Kimimize göre % 3, kimimize göre % 200, kimimize göre % 50 veya % 75’ti bu işin sonu. Ve bayram bitti. Rekorlar kitabına girecek bir başarı elde etmiştik. Bir haftada taşınmış ve bütün düzeni kurmuştuk.

Ben de bu yoğun çalışmanın altıncı gününde bir iş kazası geçirdim. Kalıp plakası düşürdüm ayağıma. Bölüm şefim kazadan yarım saat sonra beni hastaneye götürürken bazı “tavsiyelerde” bulundu. Şöyle başladı:

“Şimdi doktor sana soracak, ‘ne oldu?’ diye.” Ben de gülerek, “ne diyeyim?” dedim. Cevap çok açıktı: “Ev taşırken oldu dersin!”

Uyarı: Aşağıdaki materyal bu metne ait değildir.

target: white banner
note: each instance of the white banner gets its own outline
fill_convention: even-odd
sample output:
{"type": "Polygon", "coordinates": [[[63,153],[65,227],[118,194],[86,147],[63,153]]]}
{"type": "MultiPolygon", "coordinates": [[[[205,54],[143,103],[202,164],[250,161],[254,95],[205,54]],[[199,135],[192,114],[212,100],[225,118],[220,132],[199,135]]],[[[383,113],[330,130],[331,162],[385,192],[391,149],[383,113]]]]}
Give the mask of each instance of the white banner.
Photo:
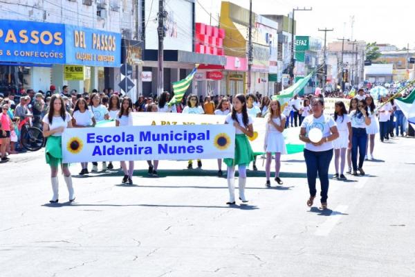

İki seçeneğim vardı: Ya şefin dediklerini yapacaktım ya da sakat bacağımla başka bir iş bakacaktım. Nihayetinde şefin dediklerini yapmak zorunda kaldım. Ve istemeden de olsa doktora yalan söyledim. Zaten ayağımda ciddi bir şey yoktu, ama canım fazla yanmıştı. Arifeden önceki iki gün gelmeyin demişlerdi baştan. Sonra tekrar geri çağırdılar. Gelmeyenler de oldu. Gelmeyenler borçlandı.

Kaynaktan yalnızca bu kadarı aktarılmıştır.